Web browsers are surprisingly good at rendering pages, you owe it to your readers to make the most of that.
Viewport-sized typography, key framed animations, carefully crafted drop shadows; what if we instead focused on just the essentials when it came to web design? A few weeks ago Drew DeVault published a post discussing what he saw as software developers having stopped caring about reliability in their work. It’s an interesting article and one that echoed a lot of issues I’ve noticed myself with modern technology from wonky input boxes to bizarre crashes.
It came as a surprise then that during my recent move to permanently locking in the design for this site I noticed how reliability had fallen by the wayside in my own work. Trying to keep things minimal had always been a focus but this instead resulted in over engineering the smallest components. What should have been a clean, responsive design instead resulted in unexpected edge-cases or inconsistencies across devices.
Frustrated by this, I stripped out all CSS leaving just the raw default style sheet presented by the browser. What should have followed was shock at how ugly the unformatted page was but instead it looked…fine?

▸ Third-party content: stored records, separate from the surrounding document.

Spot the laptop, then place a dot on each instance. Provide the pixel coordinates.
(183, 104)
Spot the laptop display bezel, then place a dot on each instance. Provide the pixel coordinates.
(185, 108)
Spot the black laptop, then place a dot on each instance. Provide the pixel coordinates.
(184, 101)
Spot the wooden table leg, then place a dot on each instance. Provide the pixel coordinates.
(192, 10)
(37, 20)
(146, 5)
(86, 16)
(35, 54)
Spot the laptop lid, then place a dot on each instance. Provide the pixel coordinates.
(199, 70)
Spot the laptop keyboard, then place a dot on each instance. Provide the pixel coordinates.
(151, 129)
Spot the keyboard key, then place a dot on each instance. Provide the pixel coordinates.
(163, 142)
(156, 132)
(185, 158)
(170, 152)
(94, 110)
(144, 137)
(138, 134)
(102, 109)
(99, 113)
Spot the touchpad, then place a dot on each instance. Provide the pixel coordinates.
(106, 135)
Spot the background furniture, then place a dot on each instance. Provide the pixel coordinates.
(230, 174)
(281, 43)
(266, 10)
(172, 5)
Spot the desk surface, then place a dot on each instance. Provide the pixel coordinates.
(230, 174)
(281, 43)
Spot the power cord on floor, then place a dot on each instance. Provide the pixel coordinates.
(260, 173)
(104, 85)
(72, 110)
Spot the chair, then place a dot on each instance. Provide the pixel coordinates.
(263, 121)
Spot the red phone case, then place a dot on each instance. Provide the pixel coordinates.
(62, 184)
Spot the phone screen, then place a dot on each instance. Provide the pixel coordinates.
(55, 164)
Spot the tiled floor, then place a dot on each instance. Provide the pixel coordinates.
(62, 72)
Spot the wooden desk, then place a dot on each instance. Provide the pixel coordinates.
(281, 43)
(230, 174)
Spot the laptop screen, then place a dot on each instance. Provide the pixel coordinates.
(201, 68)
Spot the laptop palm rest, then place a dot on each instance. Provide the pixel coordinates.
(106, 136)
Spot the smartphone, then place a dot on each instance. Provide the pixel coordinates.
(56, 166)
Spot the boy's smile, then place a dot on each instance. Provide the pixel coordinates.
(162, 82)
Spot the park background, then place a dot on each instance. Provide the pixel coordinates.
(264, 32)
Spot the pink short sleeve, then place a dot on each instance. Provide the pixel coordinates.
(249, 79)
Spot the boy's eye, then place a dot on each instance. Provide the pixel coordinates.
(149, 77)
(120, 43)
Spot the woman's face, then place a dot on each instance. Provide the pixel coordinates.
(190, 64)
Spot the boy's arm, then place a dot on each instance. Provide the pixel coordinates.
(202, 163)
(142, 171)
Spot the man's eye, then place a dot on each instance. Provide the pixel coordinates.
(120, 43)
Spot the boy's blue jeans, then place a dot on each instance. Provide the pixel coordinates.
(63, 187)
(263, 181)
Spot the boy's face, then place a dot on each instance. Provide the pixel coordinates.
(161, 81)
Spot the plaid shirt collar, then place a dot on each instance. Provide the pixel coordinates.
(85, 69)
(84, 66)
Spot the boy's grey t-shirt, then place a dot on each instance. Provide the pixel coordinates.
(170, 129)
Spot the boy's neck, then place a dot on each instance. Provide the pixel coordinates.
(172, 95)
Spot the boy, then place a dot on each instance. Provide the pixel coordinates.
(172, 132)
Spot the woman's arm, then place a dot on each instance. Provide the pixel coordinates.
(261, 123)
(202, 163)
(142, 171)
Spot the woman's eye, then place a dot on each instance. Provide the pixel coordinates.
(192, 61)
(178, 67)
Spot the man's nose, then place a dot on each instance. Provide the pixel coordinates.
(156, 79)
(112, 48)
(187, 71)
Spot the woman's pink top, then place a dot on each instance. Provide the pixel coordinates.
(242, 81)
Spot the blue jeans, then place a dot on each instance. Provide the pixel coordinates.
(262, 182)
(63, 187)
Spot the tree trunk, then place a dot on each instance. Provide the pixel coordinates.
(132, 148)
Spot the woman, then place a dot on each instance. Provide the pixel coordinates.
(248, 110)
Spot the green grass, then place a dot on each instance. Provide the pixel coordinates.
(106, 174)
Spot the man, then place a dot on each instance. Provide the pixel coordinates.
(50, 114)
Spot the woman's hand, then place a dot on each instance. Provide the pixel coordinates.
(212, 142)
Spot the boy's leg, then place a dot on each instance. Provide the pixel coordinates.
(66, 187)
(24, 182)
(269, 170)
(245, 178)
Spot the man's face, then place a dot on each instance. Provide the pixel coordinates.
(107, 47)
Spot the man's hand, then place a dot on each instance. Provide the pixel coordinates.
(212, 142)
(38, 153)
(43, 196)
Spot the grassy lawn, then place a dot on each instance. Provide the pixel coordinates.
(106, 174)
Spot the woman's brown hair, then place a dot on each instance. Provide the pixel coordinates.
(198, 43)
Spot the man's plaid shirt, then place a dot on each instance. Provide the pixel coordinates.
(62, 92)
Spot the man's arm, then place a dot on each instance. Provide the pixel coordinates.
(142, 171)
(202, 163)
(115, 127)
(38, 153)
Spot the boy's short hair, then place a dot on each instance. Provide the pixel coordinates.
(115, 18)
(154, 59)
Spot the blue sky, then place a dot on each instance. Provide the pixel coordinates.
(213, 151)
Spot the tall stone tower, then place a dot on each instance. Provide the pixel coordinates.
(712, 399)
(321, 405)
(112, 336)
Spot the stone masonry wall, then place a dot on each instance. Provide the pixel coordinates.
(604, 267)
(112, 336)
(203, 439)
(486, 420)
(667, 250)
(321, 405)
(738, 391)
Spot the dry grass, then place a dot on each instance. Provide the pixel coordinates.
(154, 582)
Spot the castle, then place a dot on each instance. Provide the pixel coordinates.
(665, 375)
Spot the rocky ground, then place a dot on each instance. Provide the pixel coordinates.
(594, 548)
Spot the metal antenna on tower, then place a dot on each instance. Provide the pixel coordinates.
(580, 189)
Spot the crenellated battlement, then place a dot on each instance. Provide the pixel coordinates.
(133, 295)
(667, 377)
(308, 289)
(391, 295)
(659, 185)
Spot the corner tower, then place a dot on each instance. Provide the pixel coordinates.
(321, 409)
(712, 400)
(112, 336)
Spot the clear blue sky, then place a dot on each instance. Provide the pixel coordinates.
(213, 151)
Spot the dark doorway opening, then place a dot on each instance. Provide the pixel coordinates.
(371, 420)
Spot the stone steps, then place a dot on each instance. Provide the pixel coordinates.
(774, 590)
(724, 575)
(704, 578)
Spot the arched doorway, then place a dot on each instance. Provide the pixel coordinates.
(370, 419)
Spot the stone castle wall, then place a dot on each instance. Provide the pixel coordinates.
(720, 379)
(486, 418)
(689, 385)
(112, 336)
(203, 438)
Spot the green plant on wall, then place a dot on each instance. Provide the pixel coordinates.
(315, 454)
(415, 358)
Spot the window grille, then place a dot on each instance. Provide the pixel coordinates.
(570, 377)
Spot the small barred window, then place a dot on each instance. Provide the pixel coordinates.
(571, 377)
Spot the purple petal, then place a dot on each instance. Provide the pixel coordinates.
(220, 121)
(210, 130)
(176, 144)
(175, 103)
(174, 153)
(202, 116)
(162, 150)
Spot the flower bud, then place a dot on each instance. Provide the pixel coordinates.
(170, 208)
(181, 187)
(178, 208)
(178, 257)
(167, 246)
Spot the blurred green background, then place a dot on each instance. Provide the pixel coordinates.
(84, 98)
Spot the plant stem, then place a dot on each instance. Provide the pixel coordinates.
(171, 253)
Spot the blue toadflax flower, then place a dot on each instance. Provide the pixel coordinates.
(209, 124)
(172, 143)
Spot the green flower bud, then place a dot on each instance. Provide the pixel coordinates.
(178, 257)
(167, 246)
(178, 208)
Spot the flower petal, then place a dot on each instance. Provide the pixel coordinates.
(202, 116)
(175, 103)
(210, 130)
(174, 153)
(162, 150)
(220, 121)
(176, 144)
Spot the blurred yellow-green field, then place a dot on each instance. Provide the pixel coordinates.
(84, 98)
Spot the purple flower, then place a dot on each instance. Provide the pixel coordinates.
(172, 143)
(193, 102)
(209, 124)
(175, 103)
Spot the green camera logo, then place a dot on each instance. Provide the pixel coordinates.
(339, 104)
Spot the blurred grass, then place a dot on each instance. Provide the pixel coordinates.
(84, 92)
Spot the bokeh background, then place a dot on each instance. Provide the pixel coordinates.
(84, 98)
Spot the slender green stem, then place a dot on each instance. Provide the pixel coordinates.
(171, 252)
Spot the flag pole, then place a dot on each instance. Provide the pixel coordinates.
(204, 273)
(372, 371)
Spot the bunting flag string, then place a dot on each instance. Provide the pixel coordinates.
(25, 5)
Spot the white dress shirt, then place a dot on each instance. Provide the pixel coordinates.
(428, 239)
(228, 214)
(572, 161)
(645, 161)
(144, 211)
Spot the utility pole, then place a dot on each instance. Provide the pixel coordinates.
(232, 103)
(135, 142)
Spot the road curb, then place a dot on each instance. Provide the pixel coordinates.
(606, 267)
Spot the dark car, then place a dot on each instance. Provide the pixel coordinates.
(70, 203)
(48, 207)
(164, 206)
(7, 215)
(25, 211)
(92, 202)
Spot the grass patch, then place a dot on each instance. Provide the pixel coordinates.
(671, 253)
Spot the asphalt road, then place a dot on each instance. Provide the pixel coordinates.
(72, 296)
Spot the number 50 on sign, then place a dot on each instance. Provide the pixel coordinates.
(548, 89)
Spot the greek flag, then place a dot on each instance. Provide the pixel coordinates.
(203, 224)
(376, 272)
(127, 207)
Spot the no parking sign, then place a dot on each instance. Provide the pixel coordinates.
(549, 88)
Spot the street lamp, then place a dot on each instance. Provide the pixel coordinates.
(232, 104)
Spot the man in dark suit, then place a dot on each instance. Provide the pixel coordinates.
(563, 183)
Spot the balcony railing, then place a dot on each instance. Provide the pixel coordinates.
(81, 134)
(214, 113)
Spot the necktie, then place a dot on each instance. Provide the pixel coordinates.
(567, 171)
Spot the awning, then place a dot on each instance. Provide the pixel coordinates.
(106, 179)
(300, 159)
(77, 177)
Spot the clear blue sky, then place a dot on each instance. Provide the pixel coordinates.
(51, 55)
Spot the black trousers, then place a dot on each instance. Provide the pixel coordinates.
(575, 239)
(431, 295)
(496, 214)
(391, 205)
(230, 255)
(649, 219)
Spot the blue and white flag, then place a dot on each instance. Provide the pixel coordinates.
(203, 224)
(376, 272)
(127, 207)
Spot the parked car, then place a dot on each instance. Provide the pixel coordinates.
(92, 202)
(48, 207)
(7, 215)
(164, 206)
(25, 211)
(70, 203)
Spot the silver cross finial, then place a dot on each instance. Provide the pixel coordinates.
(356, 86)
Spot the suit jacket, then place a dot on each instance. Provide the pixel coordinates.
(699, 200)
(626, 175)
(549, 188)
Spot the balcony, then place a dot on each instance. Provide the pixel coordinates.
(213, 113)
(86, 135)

Going back to basics it became clear how redundant CSS was for most cases. It may come as a surprise but web browsers are surprisingly good at rendering pages with minimal additions. Headings and text look just fine without seamlessly scaling font sizes; paragraphs are formatted neatly without precision measured line heights; lists look fine without bespoke Unicode bullet points. In fact, depending on how extreme you want to go, it’s possible to get by with just 58 bytes of CSS.
It’s reassuring to see communities crop up around cutting down on CSS and web bloat in general. The likes of the 1MB club or the ‘This Page is Designed to Last’ manifesto make an excellent case for just how much can be achieved with what the browser already gives you.
CSS is fun to use and incredibly powerful but sometimes it’s best to show restraint. Just because you can add seamless animations and responsive typography doesn’t mean you should. If your site is primarily text-based then the focus should be on your content; anything else is excessive. That’s not to say that taking pride in the design of your site is wrong however. What I’m instead advocating is careful consideration when it comes to web design. Each style adds just a little bit more page weight, just a little bit more complexity, just a little bit more uncertainty that pushes you closer to things breaking in unexpected ways. Sometimes it’s best to make do with what the browser has already given you.